Once again, simplistically, Equites reported that “…the UK logistics property market experienced cap rate expansion, with prime logistics yields shifting outwards by 175bp from 3.25% to 5.00%.”
Doesn’t sound like much does it? But a 1.75% increase to a 3.25% starting rate is an effective collapse of -53% in the value of these rental streams (=175/325) and, thus, no real surprise that the Equites UK property valuations collapsed -21% (once a c.15~20% depreciation in our Rand is considered for Rand-based reporting).
In Stor-Age’s last reported period (ending September 2022, & confirmed with management), the REIT valued its UK properties at a weighted average cap rate of 6.02%. Already you can see how different this starting point is versus Equites 3.25% cap rate…
Still, there is likely to be an oncoming c.25bps rise in this cap rate, which is the equivalent of like-for-like rental streams being worth c.-4.2% y/y (=25/602). There are some other technicalities (like rising discounts rates), but all in all, we estimate that this downwards influence on like-for-like rental streams could actually be closer between -5% to -12%. World apart from a -53% collapse…

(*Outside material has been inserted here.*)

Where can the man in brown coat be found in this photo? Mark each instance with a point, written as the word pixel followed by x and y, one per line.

But here’s the thing, Stor-Age rentals have been growing. In the Group’s latest update till end February 2023, management reported that UK same-store average rental rates grew +8.3% y/y (in Pounds).
And, thus, the interest rate rises are also offset by the growth in rentals. In fact, assuming a full -12% expansion in yield, the +8.3% y/y rental growth therefore implies that only a -3.7% y/y change in actual GBP-based property value should be reported soon (=-12% + 8.3%).
But Stor-Age reports in Rands, and, over this period, the Rand has sunk between 15~20% versus the Pound.
Thus, we believe that the c.54% of Stor-Age’s property portfolio that lies in the UK should not have any dramatic effect on the REIT’s coming Net Asset Value. In fact, there is a reasonable argument that this NAV could rise a bit, despite the UK pressures.
Given that the REIT’s last reported Tangible NAV was 1447cps and its current share price is below 1300cps, this could well imply that the market has gotten this sell-off wrong.